All pattern classes are mutation-tested: a deliberately weakened regex (e.g., AKIA[0-9A-Z]{15} — one fewer character class) must cause the canonical-example test to FAIL. Pattern coverage is verified, not asserted.
Acceptance criteria¶
Module / surface:
- [ ] AC-1 —
src/codegenie/output/sanitizer.pyexportsredact_secrets(slice_: dict[str, JSONValue], probe_name: ProbeId) -> tuple[RedactedSlice, list[SecretFinding]]. The existingOutputSanitizer.scrubinterface is unchanged (composition is S3-03's job). - [ ] AC-2 —
src/codegenie/output/sanitizer.pymodule docstring is extended (Phase 0 docstring preserved) to referencephase-arch-design.md §"Component design" #4, 02-ADR-0005, and 02-ADR-0010, and to document the entropy threshold (≥ 4.5 bits/char,len ≥ 32) with a one-line rationale ("Shannon-entropy floor sized against the gitleaks pattern pack; tunable perphase-arch-design.md §"Component design" #4"). A test programmatically asserts the docstring contains the substrings02-ADR-0005,02-ADR-0010,4.5, and32—assert all(s in inspect.getdoc(codegenie.output.sanitizer) for s in [...]). A regression that drops a reference is caught. - [ ] AC-3 —
SecretFindingis a Pydanticfrozen=True, extra="forbid"model insrc/codegenie/output/sanitizer.py(or a sibling module imported from it) with exactly four fields:probe_name: ProbeId,fingerprint: str(8 hex chars),pattern_class: Literal["aws_access_key", "github_token", "jwt", "rsa_private_key", "npm_token", "anthropic_key", "entropy"],cleartext_len: int. Nocleartextfield, nofile_linefield (the file-line audit trail is the caller's job — gitleaks attaches it separately and never reaches the persisted artifact per 02-ADR-0005).
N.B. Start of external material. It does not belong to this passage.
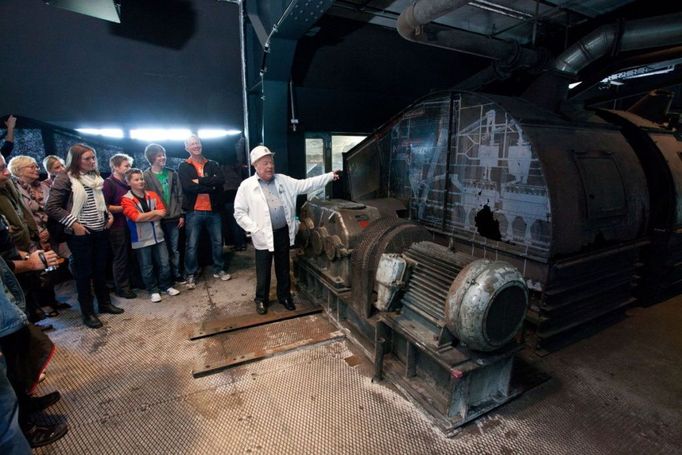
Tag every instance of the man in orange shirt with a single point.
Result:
(202, 186)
Pattern-class regex matching:
- [ ] AC-4 —
AKIA[0-9A-Z]{16}matches and replaces; canonical exampleAKIAIOSFODNN7EXAMPLEis redacted to<REDACTED:fingerprint=<8hex>>withpattern_class="aws_access_key". - [ ] AC-5 —
ghp_[A-Za-z0-9]{36}matches and replaces; canonical exampleghp_+ 36 alnum chars is redacted withpattern_class="github_token". - [ ] AC-6 — JWT pattern
eyJ[A-Za-z0-9_-]+\.[A-Za-z0-9_-]+\.[A-Za-z0-9_-]+matches and replaces; a synthetic three-part JWT with realistic base64url segments is redacted withpattern_class="jwt". The regex does not match a bareeyJabc(must include both dots and three segments). - [ ] AC-7 — RSA private-key block
-----BEGIN[ A-Z]*PRIVATE KEY-----[\s\S]+?-----END[ A-Z]*PRIVATE KEY-----matches and replaces, including multi-line bodies;pattern_class="rsa_private_key". The replacement collapses the entire block to a single<REDACTED:fingerprint=<8hex>>token (the fingerprint covers the full block bytes). - [ ] AC-8 —
npm_[A-Za-z0-9]{36}matches and replaces;pattern_class="npm_token". - [ ] AC-9 —
sk-ant-[A-Za-z0-9-_]{50,}matches and replaces (length ≥ 50 to avoid short-prefix false positives);pattern_class="anthropic_key".
Entropy fallback:
- [ ] AC-10 — A string of
len ≥ 32with Shannon entropy≥ 4.5bits/char that does not match any named pattern is redacted withpattern_class="entropy". Concrete example: 32+ chars of base64-url-safe random output. - [ ] AC-11 — A string of
len ≥ 32with Shannon entropy< 4.5bits/char (e.g.,"a" * 64— entropy = 0; or English prose like"the quick brown fox" * 4) is not redacted by the entropy rule. - [ ] AC-12 — A string of
len < 32(e.g., a 16-char high-entropy base64 fragment) is not redacted by the entropy rule, even if its entropy crosses the 4.5 threshold. The length floor is the false-positive control.
Fingerprint scheme:
- [ ] AC-13 — Fingerprint is exactly the first 8 hex characters of
codegenie.hashing.content_hash_bytes(cleartext.encode("utf-8")).removeprefix("blake3:"). A test asserts:len(fingerprint) == 8, every char is in[0-9a-f](lowercase), identical cleartext yields identical fingerprint, distinct cleartext yields distinct fingerprint (sampled across the pattern set). Negative test: a regression that callscontent_hash(...)(thePathoverload) or skips.removeprefix("blake3:")is caught — both produce non-hex 8-char prefixes (the former is aTypeError; the latter starts with"blake3:b"). - [ ] AC-14 — The replacement token format is exactly
<REDACTED:fingerprint=<8hex>>(literal<REDACTED:fingerprint=, the 8-hex fingerprint, literal>). ARedactedSlice.fingerprintsfield contains the deduplicated, stably-ordered (insertion order) list of distinct fingerprints from this slice.
Recursive walk:
- [ ] AC-15 — The walker descends recursively into both
dictvalues andlistitems (mirroringsafe_json._assert_depth). A test fixture with a secret nested as{"a": [{"b": ["AKIA…EXAMPLE"]}]}is fully redacted. - [ ] AC-16 — A secret appearing as a
dictkey is not walked into for matching (keys are typically configuration names like"aws_access_key"themselves — Phase 0's field-name regex already covers that surface). Onlystrvalues are matched. - [ ] AC-17 — Non-string scalars (
int,float,bool,None) are passed through unchanged. Nested types are preserved (dictstaysdict,liststayslist).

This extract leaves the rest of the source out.